Pull on any thread in Prisoner, and Simon’s mastery of the long needle is evident. That zoo comment of Edna’s? Simon picks it up later, when Mel explodes about not taking another trip to the zoo to while away his “free” time. He says the monkeys recognize him. It was his job, you realize, that made Mel act like a caged animal. Going to the zoo while looking for another job is a little too much like looking in the mirror at his old self.
This parallel-track reality not always in the service of comedy–Prisoner is remarkable for introducing four people to you late in the show, Mel’s estranged siblings. They happen to arrive just after Mel has been exhibiting signs of paranoia, so they are “called for” twice: In the one case because family would naturally appear, but also because they are people talking about Mel while he’s not there: a product of paranoia. It’s like theatrical judo–in the first scene, Mel is sure there’s a vast conspiracy against him, though he can’t nail down who’s behind it. In the next, there’s a conspiracy for him. But to be a prisoner of mental illness is not to be allowed the choice.
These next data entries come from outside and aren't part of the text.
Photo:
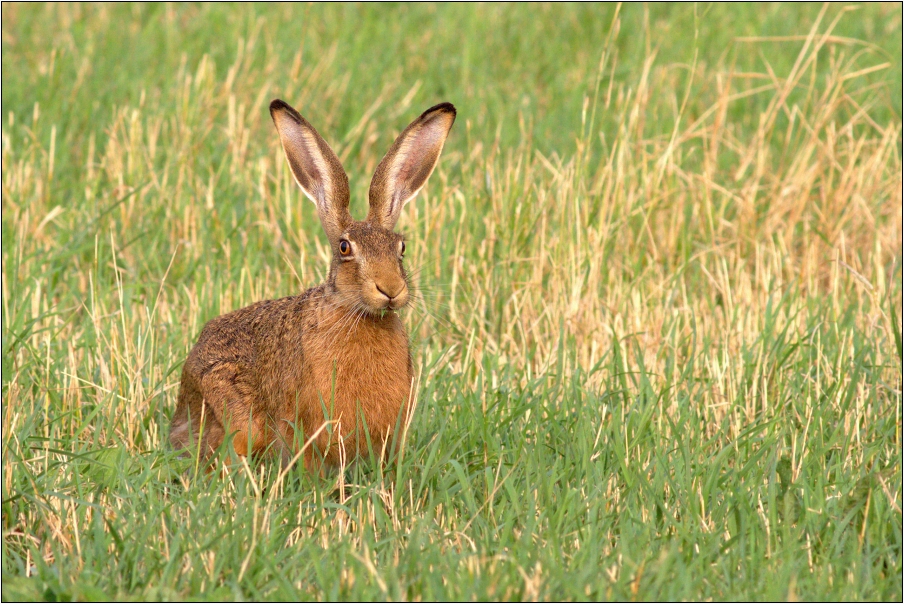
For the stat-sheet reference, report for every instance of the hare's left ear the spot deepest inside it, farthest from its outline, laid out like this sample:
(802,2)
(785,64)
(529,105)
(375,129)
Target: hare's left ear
(408,164)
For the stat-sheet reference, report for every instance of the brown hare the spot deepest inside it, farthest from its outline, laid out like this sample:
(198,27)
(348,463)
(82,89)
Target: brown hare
(334,361)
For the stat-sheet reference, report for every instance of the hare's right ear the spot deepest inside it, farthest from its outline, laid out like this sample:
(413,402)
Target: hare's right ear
(315,167)
(408,164)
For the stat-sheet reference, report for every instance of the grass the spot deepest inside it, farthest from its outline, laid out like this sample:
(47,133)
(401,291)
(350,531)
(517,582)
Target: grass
(658,338)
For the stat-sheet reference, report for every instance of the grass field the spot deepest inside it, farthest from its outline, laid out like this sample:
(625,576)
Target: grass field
(658,331)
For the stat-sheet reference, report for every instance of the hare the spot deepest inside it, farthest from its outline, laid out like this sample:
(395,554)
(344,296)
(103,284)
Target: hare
(333,364)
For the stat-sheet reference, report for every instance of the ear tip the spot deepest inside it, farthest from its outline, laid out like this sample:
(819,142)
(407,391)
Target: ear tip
(444,107)
(279,105)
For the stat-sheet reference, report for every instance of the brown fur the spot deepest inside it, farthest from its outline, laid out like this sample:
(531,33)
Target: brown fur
(273,373)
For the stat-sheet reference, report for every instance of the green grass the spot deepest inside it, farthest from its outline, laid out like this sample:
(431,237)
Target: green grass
(658,335)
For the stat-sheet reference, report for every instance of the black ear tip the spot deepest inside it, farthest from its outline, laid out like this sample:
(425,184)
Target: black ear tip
(442,108)
(277,105)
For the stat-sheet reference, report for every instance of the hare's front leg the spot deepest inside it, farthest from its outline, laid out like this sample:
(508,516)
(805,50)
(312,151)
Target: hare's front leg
(229,397)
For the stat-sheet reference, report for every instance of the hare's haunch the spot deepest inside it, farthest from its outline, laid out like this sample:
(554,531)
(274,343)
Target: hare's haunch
(274,373)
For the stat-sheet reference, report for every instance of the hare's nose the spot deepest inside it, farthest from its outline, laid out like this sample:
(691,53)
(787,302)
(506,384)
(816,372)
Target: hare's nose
(391,291)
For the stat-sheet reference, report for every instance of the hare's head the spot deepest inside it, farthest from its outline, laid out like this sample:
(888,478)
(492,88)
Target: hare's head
(366,270)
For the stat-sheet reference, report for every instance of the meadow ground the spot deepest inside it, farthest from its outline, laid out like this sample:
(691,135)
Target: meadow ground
(658,337)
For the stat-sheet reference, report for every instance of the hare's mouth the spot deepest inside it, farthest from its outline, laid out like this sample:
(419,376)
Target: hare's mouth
(383,297)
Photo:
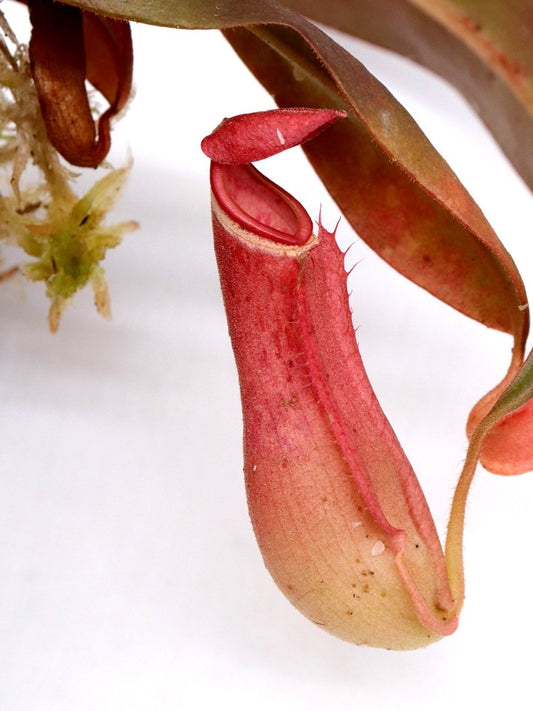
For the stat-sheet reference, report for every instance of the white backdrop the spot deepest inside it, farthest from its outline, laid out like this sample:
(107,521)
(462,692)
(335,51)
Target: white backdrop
(129,576)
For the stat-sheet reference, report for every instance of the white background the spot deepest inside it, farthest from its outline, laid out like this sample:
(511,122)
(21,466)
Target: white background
(129,576)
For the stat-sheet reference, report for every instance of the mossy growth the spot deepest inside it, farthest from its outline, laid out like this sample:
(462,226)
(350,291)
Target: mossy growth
(65,235)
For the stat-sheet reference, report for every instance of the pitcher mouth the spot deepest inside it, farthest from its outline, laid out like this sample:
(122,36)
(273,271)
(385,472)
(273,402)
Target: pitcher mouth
(259,205)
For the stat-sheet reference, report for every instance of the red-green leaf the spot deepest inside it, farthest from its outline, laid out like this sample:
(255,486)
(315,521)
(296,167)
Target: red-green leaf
(483,47)
(392,185)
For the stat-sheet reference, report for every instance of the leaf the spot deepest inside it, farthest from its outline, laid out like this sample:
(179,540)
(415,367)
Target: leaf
(507,447)
(484,48)
(66,48)
(391,184)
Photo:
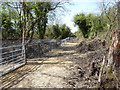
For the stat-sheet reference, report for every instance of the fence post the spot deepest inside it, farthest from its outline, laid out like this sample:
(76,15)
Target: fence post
(24,53)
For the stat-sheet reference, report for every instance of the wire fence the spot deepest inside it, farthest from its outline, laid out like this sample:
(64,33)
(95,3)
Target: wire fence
(13,57)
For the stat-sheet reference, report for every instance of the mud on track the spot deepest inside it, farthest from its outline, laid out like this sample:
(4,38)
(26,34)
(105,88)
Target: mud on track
(49,71)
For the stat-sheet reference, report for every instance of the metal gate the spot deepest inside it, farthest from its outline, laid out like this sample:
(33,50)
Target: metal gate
(11,58)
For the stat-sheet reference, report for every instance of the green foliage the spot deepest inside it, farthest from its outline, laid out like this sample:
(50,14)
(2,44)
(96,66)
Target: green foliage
(81,21)
(58,32)
(90,24)
(32,17)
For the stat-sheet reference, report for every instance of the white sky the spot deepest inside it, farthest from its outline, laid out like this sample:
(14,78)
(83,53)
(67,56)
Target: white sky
(77,7)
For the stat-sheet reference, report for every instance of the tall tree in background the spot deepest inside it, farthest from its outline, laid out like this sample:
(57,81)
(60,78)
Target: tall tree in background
(35,17)
(81,21)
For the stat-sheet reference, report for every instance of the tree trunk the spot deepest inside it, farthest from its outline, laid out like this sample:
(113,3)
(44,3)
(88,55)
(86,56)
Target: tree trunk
(114,50)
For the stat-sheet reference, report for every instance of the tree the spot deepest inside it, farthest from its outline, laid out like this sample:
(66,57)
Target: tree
(81,21)
(58,32)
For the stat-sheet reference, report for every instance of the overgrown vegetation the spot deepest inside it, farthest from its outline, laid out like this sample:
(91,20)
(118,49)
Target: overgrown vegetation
(31,17)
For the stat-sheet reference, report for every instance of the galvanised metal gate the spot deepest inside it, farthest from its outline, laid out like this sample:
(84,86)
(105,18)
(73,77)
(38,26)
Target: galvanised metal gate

In Mel’s trio of sisters (played a little broadly but distinctively by Julie Briskman, Kimberly King, Cynthia Lauren Tewes) you see Simon press against his limits–they’ve come, but he doesn’t quite have time to welcome four people to the play. They’re Mel’s angels of mercy, he’s their baby brother, and that’s about that. Happily, Deb Trout’s costumes give them plenty of character.
It’s John Aylward as Mel’s brusque, all-business older brother Harry Edison who, still smarting from not being the family’s favorite, is there “in person,” with the desires and dreams of someone else whose story this, by chance, is not. He reminds Mel that he’s taken for granted what has been lavished on him–Mel, obtusely, acts as if childhood happiness is fungible, but the point is made: The heights of civilization may bring its discontents, but dig deeper, and you find the awkward, sustaining love of family, brothers and sisters who would do anything for you.
Is that a sentimentalist’s moral? Not according to ScienceDaily:
The health consequences of unemployment result from loss of income, loss of social contacts in the workplace, or loss of social reputation. Unemployed men and women who are supported by their partners, family members, or friends are less frequently affected by these complaints.
But there’s more to the story than even that. You might miss it under the façade, the Upper East Side, the ’70s decor and concerns, the immediacy of worries about downsizing and crime rates, but beneath the skin of the high-rise is another tower that people built out of hubris, and which failed when language split apart. Mel’s profanity-laced rants aren’t just funny; they’re profane because Simon wants to establish that the high-rise doesn’t elevate or embiggen the soul. It’s the suffering of Job that does, it’s the Cain and Abel of it. The transposition is miraculous, so note-perfect that you never think it’s not just what it looks like. It’s the mythic dimension of people you know, like a shadow they cast, so that you don’t look twice.